De Gereformeerde Kerk te Surhuisterveen (2)

Een nieuwe pastorie (1895).

( < Naar deel 1 ) – Natuurlijk nam de kerkenraad het beroepingswerk weer ter hand. Men leek al meteen bijna beet te hebben, want ds. J. Buikema (1852-1921) van Stadsmusselkanaal zei wel te willen komen, maar dan moest er eerst wel een nieuwe pastorie komen.
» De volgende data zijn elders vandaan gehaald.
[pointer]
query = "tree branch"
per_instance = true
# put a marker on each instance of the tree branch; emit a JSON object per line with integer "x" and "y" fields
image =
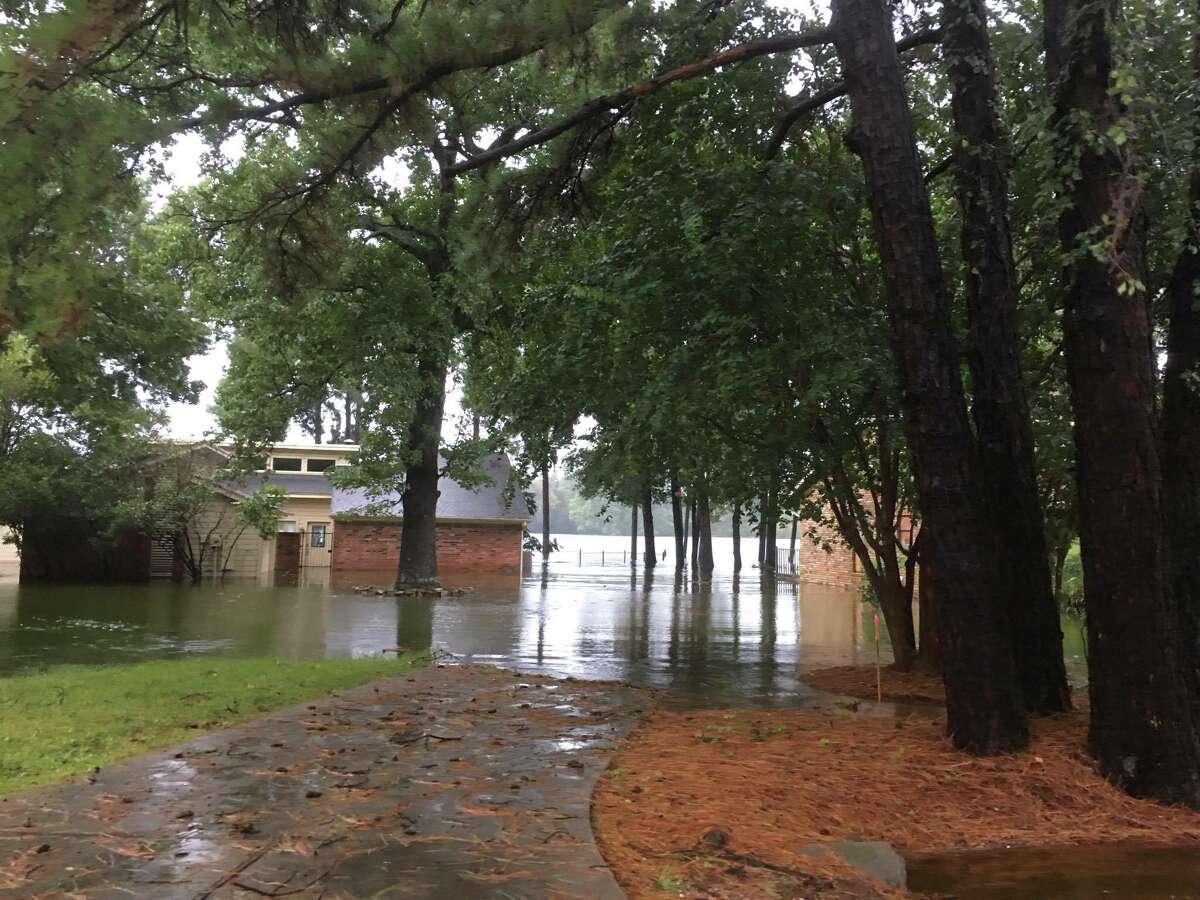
{"x": 595, "y": 106}
{"x": 814, "y": 102}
De Verlengde Kolkstraat, later De Dellen geheten. Hier ergens moet de eerste kerk gestaan hebben: de predikantswoning aan de weg, daarachter (eraan vastgebouwd) het kerkje (helaas is daar geen foto van bekend).

De gemeentevergadering boog zich erover en van de vijfenveertig mannenbroeders zeiden veertig OK; de vijf anderen vonden dat de bestaande, in de kerk ingebouwde pastorie aan de Verlengde Kolkstraat (later De Dellen geheten) gewoon opgeknapt kon worden. Men besloot dus over te gaan tot de bouw van een nieuwe predikantswoning, maar eerst wilde men van de bestaande schulden af, en daarom werd staande de vergadering een collecte gehouden die ruim fl. 500 opbracht. De nog bestaande schuld kon zo meteen worden afgelost. Daarna werd elders fl. 2.500 geleend om de bouw van de predikantswoning mogelijk te maken en bovendien om de voorgevel van de kerk aan te passen en een meer ‘kerkelijk aanzien’ te geven, nu de woonfunctie verdwenen was. De opdracht ging voor fl. 2.209 naar aannemer Hendrik Kuipers. Half november 1895 waren de bouw en de verbouw klaar. En ds. Buikema bedankte.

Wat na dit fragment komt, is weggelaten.